Yine göklerin, yerden önce zikri, şerefinden, mekânının yüksekliğinden ve yerden önce yaratılmış olmasındandır.

"Vecea'le'z-zulümâti ve'n-nûr -: karanlıkları ve aydınlığı var etti" cümlesi "ellezî haleka" cümlesine atıftır. Çünkü karanlıklar va aydınlık yaratılmadan önce onların menşei ve mahalli yaratılmıştır.

Bu cümle de, önceki cümle ile beraber hamdin sebebini (illetini) bildiren hükme dahildir. Bu itibarla göklerin, yerin ve ikisinin arasında bulunanların, muazzam eserler ve pek büyük nimetler olmaları sebebi ile, hamdın, onların Halikına tahsisini gerektirir. Karanlıkların ve aydınlığın var edilmesi de böyledir. Çünkü bunlar da, hamdin, Yaradana tahsisini gerektiren önemli ve büyük nimetlerdir.

"Karanlıklar", "e'z-zulümât" şeklinde çoğul olarak zikredilmiştir. Çünkü karanlığın, insanlara göre çok belli sebepleri ve yerleri vardır ve insanlar karanlığı açıkça görürler.

Karanlık, aydınlıktan önce zikredilmiştir. Çünkü eşyanın yolduğu, varlığından öncedir. Bir de, böyle olması ile, iki çift arasındaki mukabelede özelliğe riayet edilmiş olur.(Birinci çift gökler ile yerdir ve orada da çoğul olan gökler, önce zikredilmiştir.)

B- "Böyleyken o kâfirler, Rabb'larına başkalarını denk (muadil) tutuyorlar."

Bu cümle, bundan önce, hamdin ve ibâdetin Allahü teâlâ'ya tahsisini gerektiren muazzam yaratılışı ve nimetleri anlatan cümleye atıftır. Nitekim bunların geniş izahı Fatiha (1) sûresinin tefsirinde geçti.

Bu kelâm,

- kâfirlerin hâlini reddetmek,

onların muhalefetlerini ve bâtıl olduğu bedihî bulunan bir takım söz ve fiillere cür'etlerini yadırgatmak içindir.

Allahü teâlâ,

hem zâtı,

hem de daha önce tafsılatıyle anlatılan vasıf ve fiilleri itibariyle hamdin ve ibâdetlerin yegâne lâyığıdır. İşte o evsaf ve ef'âl, hamd ve ibâdetlerin yalnız O'na tahsisini gerektirir.

Oysa kâfirler,

ibâdet, şükrün en yüksek mertebesi,

şükrün başı da hamd iken,

ibâdette başkalarını Allahü teâlâ'ya denk (muadil) tutuyorlar. Düşünemiyorlar ki O'ndan başka her şey, O'nun tarafından yaradılmıştır, mahlûktur; hamdi gerektiren hiçbir yanı yoktur.

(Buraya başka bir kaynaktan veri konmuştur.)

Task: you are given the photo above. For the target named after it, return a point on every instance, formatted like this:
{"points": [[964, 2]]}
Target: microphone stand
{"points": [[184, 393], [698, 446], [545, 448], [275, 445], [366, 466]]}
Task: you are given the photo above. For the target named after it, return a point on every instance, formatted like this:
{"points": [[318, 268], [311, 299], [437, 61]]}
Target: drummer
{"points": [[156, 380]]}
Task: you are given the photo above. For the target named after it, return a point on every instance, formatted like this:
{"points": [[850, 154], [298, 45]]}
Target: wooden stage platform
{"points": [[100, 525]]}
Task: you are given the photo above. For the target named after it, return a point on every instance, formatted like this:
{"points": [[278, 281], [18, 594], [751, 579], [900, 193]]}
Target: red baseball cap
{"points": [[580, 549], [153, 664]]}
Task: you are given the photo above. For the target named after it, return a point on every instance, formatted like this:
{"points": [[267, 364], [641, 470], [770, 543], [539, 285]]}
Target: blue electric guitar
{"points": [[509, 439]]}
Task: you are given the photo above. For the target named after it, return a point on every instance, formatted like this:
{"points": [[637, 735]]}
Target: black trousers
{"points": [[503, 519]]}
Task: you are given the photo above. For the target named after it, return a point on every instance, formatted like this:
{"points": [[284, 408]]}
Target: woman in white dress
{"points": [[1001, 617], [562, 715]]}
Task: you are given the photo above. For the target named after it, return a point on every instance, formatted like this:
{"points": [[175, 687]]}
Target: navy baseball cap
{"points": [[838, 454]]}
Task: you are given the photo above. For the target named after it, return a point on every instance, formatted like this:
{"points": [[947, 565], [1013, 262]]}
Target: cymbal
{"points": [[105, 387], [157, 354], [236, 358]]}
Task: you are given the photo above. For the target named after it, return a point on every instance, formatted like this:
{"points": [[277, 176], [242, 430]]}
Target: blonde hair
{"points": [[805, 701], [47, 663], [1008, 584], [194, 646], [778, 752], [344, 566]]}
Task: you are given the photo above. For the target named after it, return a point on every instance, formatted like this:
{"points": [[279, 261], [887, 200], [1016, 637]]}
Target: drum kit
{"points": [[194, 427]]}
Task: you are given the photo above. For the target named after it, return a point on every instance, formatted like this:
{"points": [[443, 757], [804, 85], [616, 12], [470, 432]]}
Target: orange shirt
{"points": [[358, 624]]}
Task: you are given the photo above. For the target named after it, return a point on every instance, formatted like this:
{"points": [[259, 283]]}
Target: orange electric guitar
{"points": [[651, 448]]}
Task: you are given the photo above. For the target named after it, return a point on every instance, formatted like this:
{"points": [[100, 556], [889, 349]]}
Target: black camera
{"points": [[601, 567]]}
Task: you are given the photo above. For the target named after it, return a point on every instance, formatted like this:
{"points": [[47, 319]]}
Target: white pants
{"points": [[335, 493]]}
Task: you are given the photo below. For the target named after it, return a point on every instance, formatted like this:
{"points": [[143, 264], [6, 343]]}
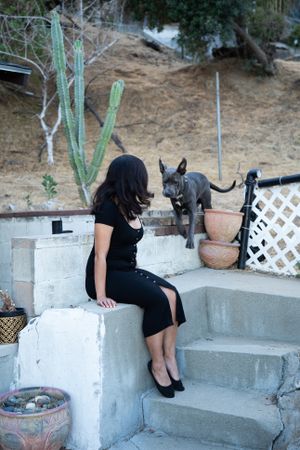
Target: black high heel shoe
{"points": [[177, 384], [166, 391]]}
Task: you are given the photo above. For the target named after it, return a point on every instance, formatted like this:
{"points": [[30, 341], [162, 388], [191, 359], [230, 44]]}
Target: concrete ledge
{"points": [[99, 355], [8, 352], [49, 271]]}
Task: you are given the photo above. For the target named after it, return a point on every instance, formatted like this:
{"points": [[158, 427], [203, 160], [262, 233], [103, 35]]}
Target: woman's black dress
{"points": [[125, 283]]}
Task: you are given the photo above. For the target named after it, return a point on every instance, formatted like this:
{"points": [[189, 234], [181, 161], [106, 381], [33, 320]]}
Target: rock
{"points": [[42, 399], [30, 405]]}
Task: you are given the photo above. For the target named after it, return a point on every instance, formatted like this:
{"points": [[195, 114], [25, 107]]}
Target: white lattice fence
{"points": [[274, 239]]}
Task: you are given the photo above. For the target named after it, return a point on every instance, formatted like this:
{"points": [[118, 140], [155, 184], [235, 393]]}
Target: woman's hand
{"points": [[106, 302]]}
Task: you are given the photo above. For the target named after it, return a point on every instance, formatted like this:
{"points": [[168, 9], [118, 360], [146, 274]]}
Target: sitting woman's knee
{"points": [[171, 295]]}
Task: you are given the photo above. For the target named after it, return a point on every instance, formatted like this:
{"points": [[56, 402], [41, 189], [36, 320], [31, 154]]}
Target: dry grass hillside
{"points": [[168, 111]]}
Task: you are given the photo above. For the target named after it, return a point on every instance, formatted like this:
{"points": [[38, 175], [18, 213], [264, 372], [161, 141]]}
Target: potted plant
{"points": [[34, 418], [12, 319]]}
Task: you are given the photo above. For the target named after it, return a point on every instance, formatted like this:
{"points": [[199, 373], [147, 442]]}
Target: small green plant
{"points": [[28, 200], [49, 185], [7, 302]]}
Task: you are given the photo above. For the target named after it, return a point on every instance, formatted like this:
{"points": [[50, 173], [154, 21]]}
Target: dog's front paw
{"points": [[190, 243]]}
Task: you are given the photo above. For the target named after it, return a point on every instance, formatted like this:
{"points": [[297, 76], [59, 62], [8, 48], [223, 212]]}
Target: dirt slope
{"points": [[168, 111]]}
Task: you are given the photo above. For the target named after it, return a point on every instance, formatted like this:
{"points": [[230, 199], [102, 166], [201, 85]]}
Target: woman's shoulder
{"points": [[106, 212]]}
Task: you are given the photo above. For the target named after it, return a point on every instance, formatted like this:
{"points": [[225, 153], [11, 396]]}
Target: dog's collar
{"points": [[179, 197]]}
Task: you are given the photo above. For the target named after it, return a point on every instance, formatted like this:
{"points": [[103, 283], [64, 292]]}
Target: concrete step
{"points": [[223, 416], [239, 303], [156, 440], [238, 363]]}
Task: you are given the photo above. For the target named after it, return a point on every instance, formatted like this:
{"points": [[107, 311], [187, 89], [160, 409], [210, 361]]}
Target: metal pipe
{"points": [[219, 126], [278, 181], [250, 182]]}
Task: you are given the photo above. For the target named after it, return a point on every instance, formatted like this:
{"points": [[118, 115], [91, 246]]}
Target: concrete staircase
{"points": [[239, 373]]}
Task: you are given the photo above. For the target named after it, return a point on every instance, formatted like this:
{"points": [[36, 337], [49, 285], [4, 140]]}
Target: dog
{"points": [[186, 191]]}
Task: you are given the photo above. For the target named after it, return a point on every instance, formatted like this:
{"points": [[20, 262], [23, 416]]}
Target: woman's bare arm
{"points": [[102, 242]]}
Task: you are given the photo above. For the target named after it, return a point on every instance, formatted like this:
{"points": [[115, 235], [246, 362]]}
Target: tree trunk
{"points": [[259, 53]]}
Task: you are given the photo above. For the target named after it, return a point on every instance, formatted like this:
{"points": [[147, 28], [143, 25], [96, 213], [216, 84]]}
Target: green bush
{"points": [[266, 26], [294, 37]]}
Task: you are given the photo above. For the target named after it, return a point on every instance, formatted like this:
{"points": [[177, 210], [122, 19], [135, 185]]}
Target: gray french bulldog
{"points": [[186, 191]]}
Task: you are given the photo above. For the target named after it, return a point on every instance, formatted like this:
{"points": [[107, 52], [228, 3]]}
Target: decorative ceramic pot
{"points": [[217, 254], [222, 225], [11, 323], [44, 430]]}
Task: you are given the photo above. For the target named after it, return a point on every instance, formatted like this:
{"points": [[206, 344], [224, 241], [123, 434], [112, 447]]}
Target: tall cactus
{"points": [[85, 174]]}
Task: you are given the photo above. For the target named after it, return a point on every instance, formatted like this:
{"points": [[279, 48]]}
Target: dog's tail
{"points": [[216, 188]]}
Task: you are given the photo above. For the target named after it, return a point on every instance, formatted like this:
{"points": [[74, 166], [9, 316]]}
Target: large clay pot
{"points": [[222, 225], [46, 430], [217, 254]]}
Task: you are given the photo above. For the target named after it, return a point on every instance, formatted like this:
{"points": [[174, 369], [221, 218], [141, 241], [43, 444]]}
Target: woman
{"points": [[112, 275]]}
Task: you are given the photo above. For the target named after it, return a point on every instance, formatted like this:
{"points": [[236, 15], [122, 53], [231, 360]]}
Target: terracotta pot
{"points": [[217, 254], [11, 323], [46, 430], [222, 225]]}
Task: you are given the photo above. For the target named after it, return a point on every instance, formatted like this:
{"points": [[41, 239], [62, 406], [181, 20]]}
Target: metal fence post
{"points": [[250, 182]]}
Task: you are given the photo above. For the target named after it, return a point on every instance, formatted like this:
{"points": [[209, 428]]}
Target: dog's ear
{"points": [[182, 167], [162, 166]]}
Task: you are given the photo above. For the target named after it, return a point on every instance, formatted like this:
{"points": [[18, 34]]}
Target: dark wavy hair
{"points": [[126, 183]]}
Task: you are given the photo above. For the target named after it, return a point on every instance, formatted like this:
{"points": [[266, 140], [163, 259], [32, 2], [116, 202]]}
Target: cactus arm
{"points": [[74, 126], [79, 98], [109, 123], [59, 60]]}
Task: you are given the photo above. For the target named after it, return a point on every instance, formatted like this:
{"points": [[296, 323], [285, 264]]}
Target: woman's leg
{"points": [[155, 347], [169, 338]]}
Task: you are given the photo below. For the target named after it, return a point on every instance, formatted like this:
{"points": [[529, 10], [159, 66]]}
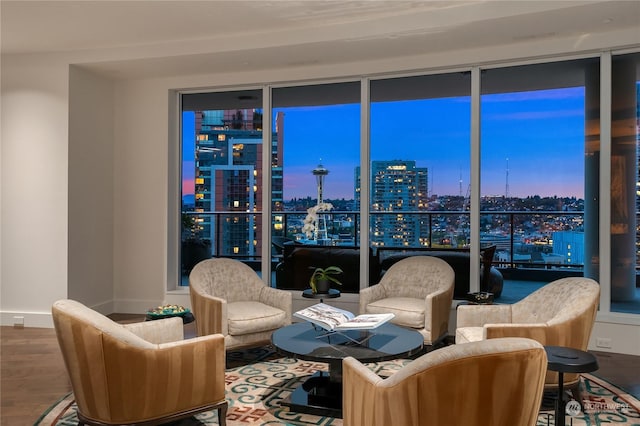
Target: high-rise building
{"points": [[399, 190], [229, 178]]}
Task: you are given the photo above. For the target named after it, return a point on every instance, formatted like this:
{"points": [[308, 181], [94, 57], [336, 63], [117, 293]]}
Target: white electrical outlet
{"points": [[18, 321]]}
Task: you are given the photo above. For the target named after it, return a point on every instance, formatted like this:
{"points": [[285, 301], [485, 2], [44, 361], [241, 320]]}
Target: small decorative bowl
{"points": [[481, 298], [167, 311]]}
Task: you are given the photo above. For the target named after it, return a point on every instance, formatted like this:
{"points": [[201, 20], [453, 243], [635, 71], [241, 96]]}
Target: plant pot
{"points": [[323, 286]]}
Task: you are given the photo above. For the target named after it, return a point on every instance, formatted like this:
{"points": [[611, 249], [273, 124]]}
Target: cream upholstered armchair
{"points": [[228, 297], [419, 291], [497, 382], [560, 313], [142, 373]]}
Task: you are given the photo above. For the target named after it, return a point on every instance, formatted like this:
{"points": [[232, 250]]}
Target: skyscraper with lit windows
{"points": [[398, 192], [229, 173]]}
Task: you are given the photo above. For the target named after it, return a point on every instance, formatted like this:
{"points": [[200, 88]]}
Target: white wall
{"points": [[34, 187], [37, 143], [90, 194]]}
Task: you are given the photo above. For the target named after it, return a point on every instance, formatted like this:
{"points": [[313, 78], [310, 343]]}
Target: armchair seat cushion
{"points": [[469, 334], [408, 311], [250, 317]]}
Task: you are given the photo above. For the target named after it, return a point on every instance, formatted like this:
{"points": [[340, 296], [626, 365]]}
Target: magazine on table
{"points": [[331, 318]]}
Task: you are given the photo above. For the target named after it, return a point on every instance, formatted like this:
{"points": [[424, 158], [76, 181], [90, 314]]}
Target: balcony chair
{"points": [[496, 382], [229, 298], [419, 291], [561, 313], [142, 373]]}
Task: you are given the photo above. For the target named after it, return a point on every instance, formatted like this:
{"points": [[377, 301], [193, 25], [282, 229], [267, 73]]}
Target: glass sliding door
{"points": [[540, 147], [221, 177], [316, 132], [625, 187]]}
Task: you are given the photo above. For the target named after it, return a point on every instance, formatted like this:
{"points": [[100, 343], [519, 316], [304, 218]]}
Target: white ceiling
{"points": [[161, 38]]}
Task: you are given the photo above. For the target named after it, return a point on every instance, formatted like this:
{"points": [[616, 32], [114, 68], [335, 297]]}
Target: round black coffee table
{"points": [[567, 360], [322, 393]]}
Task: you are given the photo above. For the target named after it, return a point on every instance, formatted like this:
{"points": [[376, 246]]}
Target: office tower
{"points": [[229, 173], [399, 190]]}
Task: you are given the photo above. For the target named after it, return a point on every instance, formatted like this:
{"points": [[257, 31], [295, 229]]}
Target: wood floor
{"points": [[33, 377]]}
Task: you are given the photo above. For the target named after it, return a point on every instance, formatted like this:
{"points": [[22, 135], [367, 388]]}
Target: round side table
{"points": [[567, 360], [332, 294]]}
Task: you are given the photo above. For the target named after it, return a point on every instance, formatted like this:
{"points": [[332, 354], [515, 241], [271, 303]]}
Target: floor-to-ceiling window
{"points": [[221, 176], [625, 183], [539, 162], [537, 168], [316, 129], [420, 161]]}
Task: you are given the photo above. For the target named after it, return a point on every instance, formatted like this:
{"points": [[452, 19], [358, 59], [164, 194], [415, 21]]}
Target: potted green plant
{"points": [[321, 279]]}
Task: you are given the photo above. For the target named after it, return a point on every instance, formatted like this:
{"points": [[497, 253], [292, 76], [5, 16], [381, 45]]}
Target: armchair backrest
{"points": [[227, 279], [560, 300], [569, 305], [496, 382], [418, 276], [81, 333]]}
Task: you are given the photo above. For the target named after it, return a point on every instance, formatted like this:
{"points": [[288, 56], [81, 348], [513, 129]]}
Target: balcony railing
{"points": [[523, 238]]}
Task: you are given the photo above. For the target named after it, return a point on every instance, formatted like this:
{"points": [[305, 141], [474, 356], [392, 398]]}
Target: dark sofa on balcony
{"points": [[299, 260]]}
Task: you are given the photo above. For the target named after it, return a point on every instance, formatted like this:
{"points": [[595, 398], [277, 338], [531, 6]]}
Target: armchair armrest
{"points": [[479, 315], [212, 314], [538, 332], [371, 294], [437, 309], [358, 393], [158, 331], [172, 377], [277, 298]]}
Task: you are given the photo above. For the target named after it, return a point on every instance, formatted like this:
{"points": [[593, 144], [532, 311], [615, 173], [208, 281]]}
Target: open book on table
{"points": [[331, 318]]}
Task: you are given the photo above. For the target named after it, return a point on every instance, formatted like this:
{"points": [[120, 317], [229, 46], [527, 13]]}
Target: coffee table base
{"points": [[318, 396]]}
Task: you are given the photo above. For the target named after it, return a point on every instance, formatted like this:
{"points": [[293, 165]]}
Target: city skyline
{"points": [[532, 144]]}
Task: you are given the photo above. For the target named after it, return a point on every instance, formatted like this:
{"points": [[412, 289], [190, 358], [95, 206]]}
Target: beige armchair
{"points": [[143, 374], [561, 313], [419, 291], [228, 297], [496, 382]]}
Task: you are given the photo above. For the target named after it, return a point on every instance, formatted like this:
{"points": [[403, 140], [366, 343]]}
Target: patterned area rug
{"points": [[257, 381]]}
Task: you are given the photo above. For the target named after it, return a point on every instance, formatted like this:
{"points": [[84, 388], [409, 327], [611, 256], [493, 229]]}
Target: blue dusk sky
{"points": [[538, 136]]}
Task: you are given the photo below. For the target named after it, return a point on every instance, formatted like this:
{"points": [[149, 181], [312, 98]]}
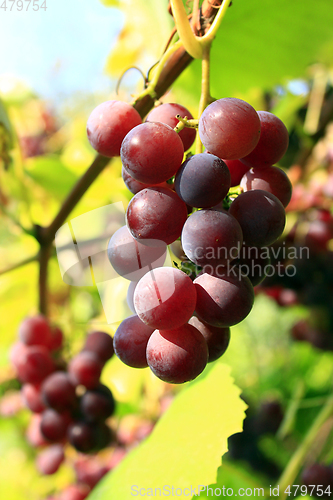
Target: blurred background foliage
{"points": [[275, 55]]}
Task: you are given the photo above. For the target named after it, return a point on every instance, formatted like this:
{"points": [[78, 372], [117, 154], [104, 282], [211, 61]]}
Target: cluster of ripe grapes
{"points": [[180, 324], [68, 402]]}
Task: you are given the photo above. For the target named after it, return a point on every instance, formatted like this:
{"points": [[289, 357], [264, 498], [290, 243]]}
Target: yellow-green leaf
{"points": [[186, 445]]}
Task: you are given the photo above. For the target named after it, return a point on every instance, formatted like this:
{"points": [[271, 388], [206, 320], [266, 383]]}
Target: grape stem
{"points": [[293, 467], [205, 97], [185, 122]]}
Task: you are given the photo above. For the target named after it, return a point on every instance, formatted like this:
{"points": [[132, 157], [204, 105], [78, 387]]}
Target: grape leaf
{"points": [[50, 173], [143, 37], [186, 445]]}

"Sümme / sonra" kelimesi, sirki bâtıl (geçersiz) ve anlamsız kılan bunca delile rağmen o yolu tutanları yadırgatmak için kullanılmıştır; yoksa nazil olan bu âyetlerin beyanından sonra demek değildir.

Bu kelâmda zamir makamında "Rabb" kelimesinin zahir olarak zikredilmesi, onların halini daha fazla teşni' ve takbih içindir.